The head is usually depicted with curly, short hair, Das says, to show Siddhartha after he had cut off his topknot to renounce his privileged past. A 12th century Japanese statue that recently sold for about $14.4 million, left, is an exception. More often, the hair is neither totally shaved nor long, representing life between the extremes of indulgence and mortification.
Half-closed eyes show a state of meditation: looking outward and inward. Elongated earlobes hear what’s needed in the world. Hand gestures (called mudras) have different meanings, such as teaching or protection.
Some other symbols: A dot on the forehead brings wisdom and a third eye to see unity. A full mouth indicates eloquent speech. Long arms signify generosity. White, slender fingers symbolize mindfulness, precision and purity in every act. Round heels represent an even temperament, and fine webs between toes and fingers signal interconnectedness.
A stolen 12th century bronze Buddha statue was returned to India by the London Metropolitan Police on 15 August, coinciding with India’s 72nd Independence Day ceremony held at the High Commission of India in London. The 16-and-a-half-centimeter bronze is one of 14 statues that were stolen from the Archaeological Museum in Nalanda, Bihar, in 1961.
Detective Chief Inspector Sheila Stewart of the Metropolitan Police’s Art and Antiques Unit delivered the statue to , the Indian High Commissioner to the United Kingdom Y. K. Sinha.
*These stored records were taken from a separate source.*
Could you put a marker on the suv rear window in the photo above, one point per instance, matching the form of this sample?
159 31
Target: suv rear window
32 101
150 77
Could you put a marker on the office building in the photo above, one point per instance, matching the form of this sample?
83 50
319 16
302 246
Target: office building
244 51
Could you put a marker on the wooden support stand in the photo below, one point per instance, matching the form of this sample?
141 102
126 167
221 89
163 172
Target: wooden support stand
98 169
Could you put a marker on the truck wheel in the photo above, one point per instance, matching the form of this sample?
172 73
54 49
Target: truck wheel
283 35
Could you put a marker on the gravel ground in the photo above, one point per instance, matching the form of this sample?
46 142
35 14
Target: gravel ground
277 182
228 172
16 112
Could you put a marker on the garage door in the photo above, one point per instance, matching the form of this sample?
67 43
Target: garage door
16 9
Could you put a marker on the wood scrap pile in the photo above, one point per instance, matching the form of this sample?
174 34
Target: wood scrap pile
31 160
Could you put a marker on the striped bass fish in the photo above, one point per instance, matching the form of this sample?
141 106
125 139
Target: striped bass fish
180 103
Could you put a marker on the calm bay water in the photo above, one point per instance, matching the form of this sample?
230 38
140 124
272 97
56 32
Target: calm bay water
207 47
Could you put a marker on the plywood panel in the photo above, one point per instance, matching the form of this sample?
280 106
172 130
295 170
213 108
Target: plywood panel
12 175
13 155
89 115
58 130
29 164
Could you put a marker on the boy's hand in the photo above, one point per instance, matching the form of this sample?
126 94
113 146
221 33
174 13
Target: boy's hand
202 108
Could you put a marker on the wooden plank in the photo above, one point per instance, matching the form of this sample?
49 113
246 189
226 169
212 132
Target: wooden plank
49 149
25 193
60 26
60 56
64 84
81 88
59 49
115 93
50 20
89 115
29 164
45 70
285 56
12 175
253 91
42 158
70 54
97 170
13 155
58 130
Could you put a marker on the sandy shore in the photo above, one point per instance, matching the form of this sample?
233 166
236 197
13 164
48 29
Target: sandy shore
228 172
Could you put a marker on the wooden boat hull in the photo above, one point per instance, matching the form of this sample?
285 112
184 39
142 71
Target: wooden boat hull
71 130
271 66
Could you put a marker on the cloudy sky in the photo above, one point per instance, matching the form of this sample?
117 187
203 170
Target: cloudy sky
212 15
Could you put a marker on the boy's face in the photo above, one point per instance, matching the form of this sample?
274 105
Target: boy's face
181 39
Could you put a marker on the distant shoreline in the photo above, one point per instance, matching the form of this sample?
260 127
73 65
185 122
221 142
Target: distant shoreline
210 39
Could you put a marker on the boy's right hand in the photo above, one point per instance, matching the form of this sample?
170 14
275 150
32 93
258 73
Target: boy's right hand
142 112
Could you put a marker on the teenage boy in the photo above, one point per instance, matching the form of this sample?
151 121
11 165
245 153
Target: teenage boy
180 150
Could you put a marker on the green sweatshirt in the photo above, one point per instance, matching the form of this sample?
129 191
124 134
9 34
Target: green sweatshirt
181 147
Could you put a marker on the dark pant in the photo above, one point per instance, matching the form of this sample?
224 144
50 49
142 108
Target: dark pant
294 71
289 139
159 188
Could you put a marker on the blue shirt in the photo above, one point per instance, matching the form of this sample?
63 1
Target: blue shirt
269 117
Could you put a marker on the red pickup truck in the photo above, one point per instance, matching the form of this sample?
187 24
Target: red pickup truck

During their investigation, the Art and Antiques Unit, one of the oldest specialist units of the Met., found that the statue had changed hands several times over the past 57 years before surfacing at an art fair in Maastricht, the Netherlands, where the statue was identified.
“I am delighted to return this piece of history. This is an excellent example of the results that can come with close cooperation between law enforcement, trade, and scholars,” said Stewart, who was accompanied at the ceremony by officials from the UK’s Department for Digital, Culture, Media, and Sport. (The Quint)
The statue, made from bonze with silver inlays, represents the Buddha in a seated posture, demonstrating the bhumisparsha mudra (earth-touching gesture). According to art historians, the statue is a prime example of Pala art, a style dating back to the time of the Pala empire (eighth–12th centuries) when the Buddhist Pala dynasty ruled much of the modern states of Bihar and West Bengal, as well as what is now Bangladesh.
In March, Lynda Albertson, CEO of the Association for Research into Crimes Against Arts— an organisation working to preserve cultural heritage—and Vijay Kumar, founder of the India Pride Project—a body dedicated to bringing back India’s lost treasures—recognized the statue at the international art fair and informed the police.
The dealer and the owner of the statue were unaware of its history, and once they were informed by the Metropolitan Police that it had been stolen, they agreed that it should be returned to India.
“We have established there was no criminality by the current owner or the dealer who was offering it for sale,” noted Detective Constable Sophie Hayes. “Indeed, from the outset they have co-operated fully with the police to resolve this matter and they have made the decision to return the sculpture via the police.” (League of India)
High Commissioner Sinha expressed joy over the return of the “priceless Buddha,” which he described as a “wonderful gesture” and a particular honour for him, considering his own roots in Bihar. “I hope it will now go back to where it originally belongs. . . . On our Independence Day, it [the return of the statue] highlights the multi-faceted cooperation between our two countries.” (The Times of India)
“As we celebrate India’s Independence Day, I am proud to highlight the latest example of the UK’s cultural diplomacy in action,” said Michael Ellis, Britain’s Minister for Arts, Heritage and Tourism, on the occasion of the handover ceremony. “Thanks to the work of the Metropolitan Police’s Arts and Antiques Unit, we are one of the first countries to recover one of the 14 elusive Buddha statues stolen from Nalanda nearly 60 years ago. This underlines how law enforcement and the London art art market are working hand in hand to deliver positive cultural diplomacy to the world.” (League of India)
According to the Archaeological Survey of India, the statue is currently at the Indian High Commission in London and will soon be sent to New Delhi, and eventually to Nalanda.